I’ve never been much a new year’s resolution person. But I believe goals are important. I’ve had a chance to reflect on the past couple of years while driving on the road to San Diego this past week. I spent a lot of time of prayer. I was overdue for some time with God.
2006 was a year of healing for me. 2007 had many ups and downs.. but it was a year of learning for me. I want 2008 to be a year that I grow more spiritually mature in my faith and draw closer to God. I have so much I can take from this past year that I can apply for this upcoming year.

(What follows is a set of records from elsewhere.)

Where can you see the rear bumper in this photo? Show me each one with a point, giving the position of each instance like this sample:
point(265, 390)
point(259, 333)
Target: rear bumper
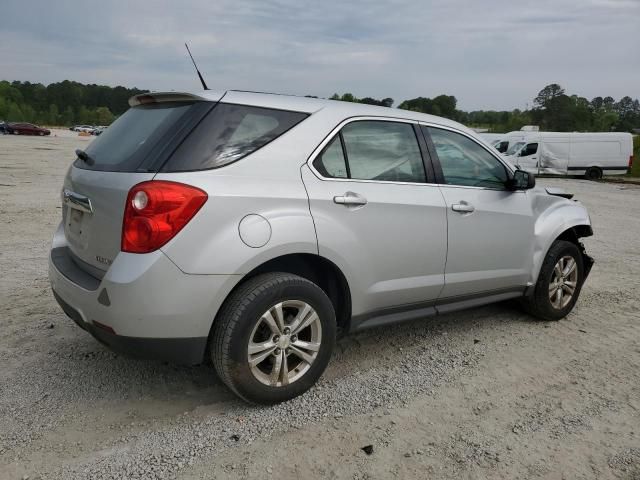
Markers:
point(144, 306)
point(185, 351)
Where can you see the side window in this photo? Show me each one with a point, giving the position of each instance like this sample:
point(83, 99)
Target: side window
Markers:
point(331, 162)
point(464, 162)
point(529, 149)
point(380, 150)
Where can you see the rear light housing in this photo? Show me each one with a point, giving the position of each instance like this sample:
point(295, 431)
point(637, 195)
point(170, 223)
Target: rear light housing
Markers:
point(156, 211)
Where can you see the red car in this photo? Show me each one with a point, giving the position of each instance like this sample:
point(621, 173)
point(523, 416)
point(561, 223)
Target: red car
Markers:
point(26, 129)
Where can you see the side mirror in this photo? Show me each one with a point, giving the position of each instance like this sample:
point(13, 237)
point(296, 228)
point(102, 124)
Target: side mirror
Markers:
point(522, 180)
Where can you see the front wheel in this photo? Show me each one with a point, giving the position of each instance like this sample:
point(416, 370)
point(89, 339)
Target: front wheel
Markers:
point(273, 337)
point(559, 283)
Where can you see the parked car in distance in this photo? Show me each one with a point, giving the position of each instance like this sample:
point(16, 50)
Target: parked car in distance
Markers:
point(559, 153)
point(82, 128)
point(252, 228)
point(98, 130)
point(27, 129)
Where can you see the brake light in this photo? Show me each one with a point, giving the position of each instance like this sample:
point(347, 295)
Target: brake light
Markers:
point(155, 212)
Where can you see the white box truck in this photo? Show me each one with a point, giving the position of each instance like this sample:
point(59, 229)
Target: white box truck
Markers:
point(590, 154)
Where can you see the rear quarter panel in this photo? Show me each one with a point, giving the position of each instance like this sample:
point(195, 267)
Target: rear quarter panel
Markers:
point(266, 183)
point(554, 215)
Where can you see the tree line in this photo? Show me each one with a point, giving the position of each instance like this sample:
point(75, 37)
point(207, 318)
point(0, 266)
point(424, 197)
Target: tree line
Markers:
point(553, 110)
point(63, 103)
point(69, 103)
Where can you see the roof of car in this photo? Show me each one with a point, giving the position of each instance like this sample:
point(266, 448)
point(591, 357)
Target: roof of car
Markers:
point(299, 104)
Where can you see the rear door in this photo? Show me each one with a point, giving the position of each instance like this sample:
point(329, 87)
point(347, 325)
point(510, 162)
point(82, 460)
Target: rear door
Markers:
point(97, 184)
point(376, 214)
point(490, 229)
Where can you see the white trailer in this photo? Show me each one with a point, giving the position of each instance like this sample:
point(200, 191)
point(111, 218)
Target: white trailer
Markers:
point(590, 154)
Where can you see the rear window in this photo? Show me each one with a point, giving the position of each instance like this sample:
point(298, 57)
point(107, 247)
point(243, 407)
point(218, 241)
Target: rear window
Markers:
point(228, 133)
point(137, 140)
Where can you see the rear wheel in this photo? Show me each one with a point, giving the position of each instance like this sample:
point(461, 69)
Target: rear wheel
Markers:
point(593, 173)
point(559, 283)
point(273, 337)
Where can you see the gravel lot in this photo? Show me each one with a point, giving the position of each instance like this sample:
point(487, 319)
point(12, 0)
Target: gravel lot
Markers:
point(487, 393)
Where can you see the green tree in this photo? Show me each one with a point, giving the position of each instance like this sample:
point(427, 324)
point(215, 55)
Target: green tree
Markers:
point(103, 116)
point(53, 117)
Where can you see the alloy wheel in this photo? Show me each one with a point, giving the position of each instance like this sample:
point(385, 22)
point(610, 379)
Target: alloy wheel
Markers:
point(284, 343)
point(564, 281)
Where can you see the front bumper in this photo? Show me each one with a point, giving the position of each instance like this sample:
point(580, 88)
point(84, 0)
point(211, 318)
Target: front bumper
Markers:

I feel recently that I truly haven’t desired God lately. Sure I call on him when I need him. I worship him at worship events. I learn about him when I read the Word. But have I desired the joy there is in having a relationship with God? I love this quote from John Piper “God is most glorified in us when we are most satisfied in him.” I have found that the latter part of this year I tried to find joy in the desires of this world and not from the Father. Christianity is more that a lifestyle with rules and regulations. God calls us to rejoice and have joy in living this life for him. Especially during trials and hard times. It is my hope that I find this joy once again as I grow more closer to him this year.
I see God opening several doors right now in my life. He has presented some new opportunities for me. I struggled in my spiritual life last summer because I felt I wasn’t being used by God. My heart was saying “I’m here.. I’m ready”, yet I wasn’t listening to God’s response “Not yet..” I’m learning a lot about God’s timing. I see now why I had to go through what I went through last summer. God know me better than myself and I need to trust that he knows what is he doing.
I truly believe God has some great things in store for this upcoming year. I want to think that there is only so much I can experience in my walk… yet the joy in living for God is limitless. I now need to trust in what he knows best what he has in store for me and be content and find joy in that.